Member Reviews
This premise was so fun, but my experience was definitely impacted by some mistakes in marketing. I think to truly enjoy this book, you need to know it is essentially a sequel to Segura's previous work "Secret Identity." I may have to double check, but I don't recall this being in either the Goodreads of NetGalley descriptions. Without that basis, I went through most of this book wondering "why do we even care?" Where is our narrator getting this information from? How is she making these connections? (I gather that all of this background is stuff we would have learned in Secret Identity, but I had no way of knowing that as a new reader.)
Many of my other complaints from this book just come down to things that will hopefully be fixed in editing. The point of view shifts several times mid-sentence, the pacing feels a bit off, and certain descriptors just need to be cleaned up. The story itself was interesting, but nearly impossible for new readers to get invested in or understand. I would love to see a finished copy with the comic panels and final edits because I think that's a fun format for a book. I also may revisit my public star rating after reading Secret Identity to see if that answers any of my questions.
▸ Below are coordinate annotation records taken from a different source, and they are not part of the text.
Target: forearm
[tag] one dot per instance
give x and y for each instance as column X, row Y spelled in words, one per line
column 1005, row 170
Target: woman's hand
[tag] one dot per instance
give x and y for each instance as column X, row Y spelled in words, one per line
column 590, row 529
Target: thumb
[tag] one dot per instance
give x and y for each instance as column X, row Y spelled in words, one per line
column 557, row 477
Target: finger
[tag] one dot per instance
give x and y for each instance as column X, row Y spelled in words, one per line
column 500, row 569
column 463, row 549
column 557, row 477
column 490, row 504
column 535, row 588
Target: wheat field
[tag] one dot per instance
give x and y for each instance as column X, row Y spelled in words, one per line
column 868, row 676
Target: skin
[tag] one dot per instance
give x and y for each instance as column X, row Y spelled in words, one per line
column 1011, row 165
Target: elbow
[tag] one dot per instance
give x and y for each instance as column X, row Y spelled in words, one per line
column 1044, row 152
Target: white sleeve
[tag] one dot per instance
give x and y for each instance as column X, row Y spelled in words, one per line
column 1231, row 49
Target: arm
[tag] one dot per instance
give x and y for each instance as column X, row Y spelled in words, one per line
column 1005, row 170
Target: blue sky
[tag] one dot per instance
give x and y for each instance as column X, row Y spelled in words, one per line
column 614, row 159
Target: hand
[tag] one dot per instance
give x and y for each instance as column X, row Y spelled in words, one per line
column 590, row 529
To be published by Flatiron Books in December, 2024
Alex Segura has found a brilliant way around the problem of sequels. ALTER EGO takes place a generation after the events of his comics-based thriller SECRET IDENTITY. Annie Bustamante is a comics artist, a filmmaker, a mother, and a woman with a turbulent past. Her dream is to work on a revived version of The Legendary Lynx, the comic created by Carmen Valdez in the first novel. Segura even manages to give shout outs to other characters in his oeuvre— investigator Peter Fernandez from his Miami series and The Dusk, the subject of his forthcoming comic series. You don’t need to be a comics nerd to enjoy this fast-paced thriller, but it helps. Names, real and imagined are dropped. Mostly, ALTER EGO is a story about mothers and daughters, about missing fathers, and about the intense world of intellectual property. The novel is illustrated with some sample pages from a Lynx comic, which were unavailable in the NetGalley version.
I'm not very knowledgeable about comics, and I didn't realize this was a sequel until toward the end of the book, so some of the backstory was unclear to me, but nevertheless I found it quite absorbing. A Cuban-American woman from Miami who grew up loving a comics, and in particular one about a woman superhero she really identified with, is contacted about helping a sketchy company with a reboot. Then it all gets complicated, Quite a lot of time is spent on the artist's childhood friendship that fell apart and the quest to find the woman behind the original comic.
My favorite parts being the narrator's voice and her description and her creative approach to the art of comics. The thriller plot was fine, too, and certainly kept me turning the pages, though I kept thinking "all this violence over an intellectual property claim?" But it gets explained in a way that works. At times the recitation of famous artists and publishers was a bit much for me, but readers who are into comics will feel seen.
Alex Segura does it again. This is a worthy successor to Secret Identity. I loved this book; it's one of my favorites for the year. It'll have you staying up all night just to see what happens next.